Les géants des technologies profitent de législations sur les monopoles obsolètes, qui leur ont permis d’absorber tous leurs concurrents avant même que ceux-ci aient pu poser une menace pour eux. Au cours des 10 dernières années, Microsoft, Google, Facebook et Amazon ont racheté plus de 500 PME rivales.
Google s’accapare 92 % des parts de marché de la recherche sur Internet ; de son côté, Facebook a récupéré 70 % des parts de marché des réseaux sociaux. Ce duopole cannibalise la quasi-totalité des recettes publicitaires et aucune entreprise ne semble pouvoir lui faire concurrence dans ce domaine. Quant à la législation, elle est impuissante. De son côté, le géant du e-commerce Amazon étouffe le commerce de détail, et s’est imposé comme une plate-forme incontournable pour les revendeurs souhaitant disposer d’une présence sur le net, ce qui fait poindre le risque de conflits d’intérêts. Enfin, le marché des applications pour Smartphones est totalement dominé par Apple et Android. Ces deux firmes peuvent imposer leurs conditions aux développeurs, et déterminent seules le degré de contact que leurs applications auront avec les utilisateurs.
Une référence au prix qui ne tient plus
Pourquoi les législateurs des pays occidentaux n’y ont-ils pas mis bon ordre ? Selon Denise Hearn de Quartz, cela s’explique par l’obsolescence des lois antitrust dans ces pays. Pendant des années, on évaluait la nécessité de démanteler les monopoles à l’aune du « bien-être du consommateur ». Celui-ci se cantonnait bien souvent à l’examen des prix. Lorsque les entreprises pouvaient démontrer qu’une fusion ou une acquisition n’aurait finalement pas d’impact sur leurs prix de vente et qu’elle permettrait de les maintenir relativement bas, elles recueillaient l’approbation des législateurs pour ces opérations.
Mais dans le monde des entreprises technologiques, qui proposent souvent des plates-formes « gratuites » à leurs utilisateurs, et qui gagnent leur vie en revendant l’attention de ceux-ci à des entreprises, la référence au prix n’est plus pertinente.
Des firmes gloutonnes qui phagocytent tous leurs concurrents
Cette année, les législateurs du monde entier ont approuvé plus de 90 % des fusions proposées. En conséquence, on a enregistré une valorisation cumulée record pour les fusions et acquisitions de 3300 milliards de dollars à la fin du mois de septembre.

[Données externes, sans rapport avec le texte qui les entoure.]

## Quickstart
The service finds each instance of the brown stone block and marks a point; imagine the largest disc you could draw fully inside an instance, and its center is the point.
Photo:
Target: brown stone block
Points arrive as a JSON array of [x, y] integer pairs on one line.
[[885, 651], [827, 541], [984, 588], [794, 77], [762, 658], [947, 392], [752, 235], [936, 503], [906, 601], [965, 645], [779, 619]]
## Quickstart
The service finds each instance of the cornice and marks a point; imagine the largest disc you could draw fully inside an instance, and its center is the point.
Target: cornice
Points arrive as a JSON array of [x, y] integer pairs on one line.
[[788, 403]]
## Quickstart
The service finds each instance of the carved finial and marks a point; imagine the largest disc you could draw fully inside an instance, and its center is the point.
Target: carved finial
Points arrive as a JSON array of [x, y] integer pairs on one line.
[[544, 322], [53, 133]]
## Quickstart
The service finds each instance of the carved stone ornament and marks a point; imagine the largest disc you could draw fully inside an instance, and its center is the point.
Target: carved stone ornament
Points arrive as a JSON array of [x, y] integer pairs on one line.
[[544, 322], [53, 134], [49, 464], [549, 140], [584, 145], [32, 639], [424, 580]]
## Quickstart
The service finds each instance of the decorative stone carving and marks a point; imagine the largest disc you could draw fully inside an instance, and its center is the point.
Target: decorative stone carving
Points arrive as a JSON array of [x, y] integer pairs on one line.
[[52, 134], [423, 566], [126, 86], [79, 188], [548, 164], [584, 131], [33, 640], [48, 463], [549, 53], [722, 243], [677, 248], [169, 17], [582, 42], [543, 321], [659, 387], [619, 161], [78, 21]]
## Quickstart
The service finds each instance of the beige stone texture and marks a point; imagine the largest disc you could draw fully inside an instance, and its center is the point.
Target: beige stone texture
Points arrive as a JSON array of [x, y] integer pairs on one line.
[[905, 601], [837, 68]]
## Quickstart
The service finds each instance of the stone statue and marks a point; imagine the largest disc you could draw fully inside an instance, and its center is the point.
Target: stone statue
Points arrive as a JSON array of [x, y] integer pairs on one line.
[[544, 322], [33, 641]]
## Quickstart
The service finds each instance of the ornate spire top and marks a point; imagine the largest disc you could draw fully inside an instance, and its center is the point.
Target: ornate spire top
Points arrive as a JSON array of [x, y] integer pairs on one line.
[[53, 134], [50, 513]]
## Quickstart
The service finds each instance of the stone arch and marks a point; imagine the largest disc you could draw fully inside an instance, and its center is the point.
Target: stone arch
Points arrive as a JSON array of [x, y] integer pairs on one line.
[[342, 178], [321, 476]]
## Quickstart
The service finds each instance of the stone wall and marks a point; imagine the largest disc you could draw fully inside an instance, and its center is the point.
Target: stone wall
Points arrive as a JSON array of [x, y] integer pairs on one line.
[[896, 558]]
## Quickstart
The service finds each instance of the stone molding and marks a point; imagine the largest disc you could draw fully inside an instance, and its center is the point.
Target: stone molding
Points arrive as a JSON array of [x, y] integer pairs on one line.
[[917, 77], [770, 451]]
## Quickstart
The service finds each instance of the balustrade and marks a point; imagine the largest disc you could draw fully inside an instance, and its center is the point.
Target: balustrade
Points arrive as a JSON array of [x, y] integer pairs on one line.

D’après Hearn, ce n’est pas la technologie qui a été déterminante pour la réussite des GAFA, mais les lacunes de la législation antitrust. Amazon a pu racheter des dizaines d’entrepris e-commerce concurrentes et des librairies en ligne, ce qui lui a conféré une position de monopsone [une situation dans laquelle une entreprise, Amazon en l’occurrence, se retrouve comme étant l’unique acheteur en position de contrôler tout un marché et d’en faire baisser les prix] dans le secteur du livre. Google a racheté son principal, DoubleClick, quant à Facebook, elle a acquis Instagram et Whatsapp sans encombre.
Microsoft, Google, Amazon, Apple et Facebook ont racheté à elles seules plus de 500 entreprises au cours de la dernière décennie. Beaucoup de ces petites entreprises n’ont jamais pu dépasser ce stade, car elles ont été absorbées au moment où les innovations dont elles étaient à l’origine commençaient à porter leurs fruits.
Des effets pervers sur l’économie en général et les salaires en particulier
Mais ce n’est pas l’unique problème posé par cette situation. Il devient de plus en plus évident que la concentration croissante issue de ces fusions mène à une productivité plus faible, des salaires plus bas, et qu’elle détruit le dynamisme économique. En outre, contrairement à l’idée reçue selon laquelle elles ont contribué à maintenir les prix bas, les monopoles augmentent les prix.
De plus en plus d’économistes soupçonnent que la suprématie de grandes firmes technologiques sur leur marché a également mené à une stagnation des salaires. Plus précisément, ils se demandent si la “monopsonie” du marché du travail américain, c’est à dire l’existence d’un nombre restreint d’employeurs dans certains secteurs économiques, n’est pas à l’origine du phénomène de la stagnation des salaires et de la faiblesse des dépenses d’investissements.
En conclusion, les législations antitrust sont devenues obsolètes et doivent être actualisées pour s’adapter aux réalités de notre époque, et offrir un contrepoids efficace contre l’énorme pouvoir des géants de la technologie.